Did anyone pay attention to the nuns in the 60’s and 70’s?

No one is asserting that “everyone believed” anything.

What is being argued is that it has been the constant teaching of the Church, even if something is defined formally at a particular time.

The Catholic faith was whole and entire before a single word of the NT was ever put to writ.

It didn’t take 19 centuries to come to agreement. As I already stated, this was the constant teaching of the Church for 19 centuries.

That some folks decided to challenge the teaching (and if it wasn’t a teaching, how could some folks challenge it, eh?) was the catalyst for the Holy Father deciding it was time to formally define the teaching.

Many?

Could you name at least 5 ECFs, 5 saints, 5 theologians who dissented on the teaching of the Church on the IC. Please cite your source, with primary sources for their writings expressing their dissenting view–Mary did indeed have Original Sin.

At any rate, not sure what your point is? Are you saying that even if you can offer 15 dissenters in the history of the Church to a teaching that this means…what, exactly? That this means that the Church didn’t really teach it?

If so, let’s see how that works with abortion.

I could find 25 Catholics who believe that abortion is not wrong.
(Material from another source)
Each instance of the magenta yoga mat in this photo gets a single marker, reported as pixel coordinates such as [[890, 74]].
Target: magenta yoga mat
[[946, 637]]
Are you going to therefore conclude that the Church hasn’t taught that abortion is immoral?

Really?
We can have a debate about whether your conception of what constitutes “church teaching” is supported by the church’s own proclamations or even coherent, but I don’t think this is the appropriate place. Certainly for another thread. Further, we can debate whether or not the doctrine of the immaculate conception is in fact a “consistent” teaching of the church since its inception, but again, maybe not right here and right now. “Re-arranging deck chairs on the Titanic” as some may say.

Let’s return to the topic at hand. Here are some simple questions, just to help me better understand your position:
  1. Do you consider Mary equivalent to Adam and Eve in terms of the grace given to them by God? Were Adam and Eve created immaculately?
  2. Did God’s gift of grace to Mary merely enable her to avoid every and all sin throughout her life, or did it “preserve” her from every and all sins throughout life? What constitutes this preservation (if it is such)? If it is merely the act of her will, how is she spiritually different than any other human being?
  3. Can a normal human being born in original sin avoid all and every other sin by his or her own choice?
Depending upon your answers, we may get some insight here I think. What I have noticed on this thread is that many posters seem to be positing various theories that are not in harmony with a Catholic conception of grace, original sin, free will, divine omniscience, etc. There are reasonable answers here, but they aren’t Catholic Answers. Ha just a little joke… 🙂
 
Pumpkin:
If you were truly interested in Catholic teachings you would not be asking random idiots on the internet like myself. Seriously, why are you here?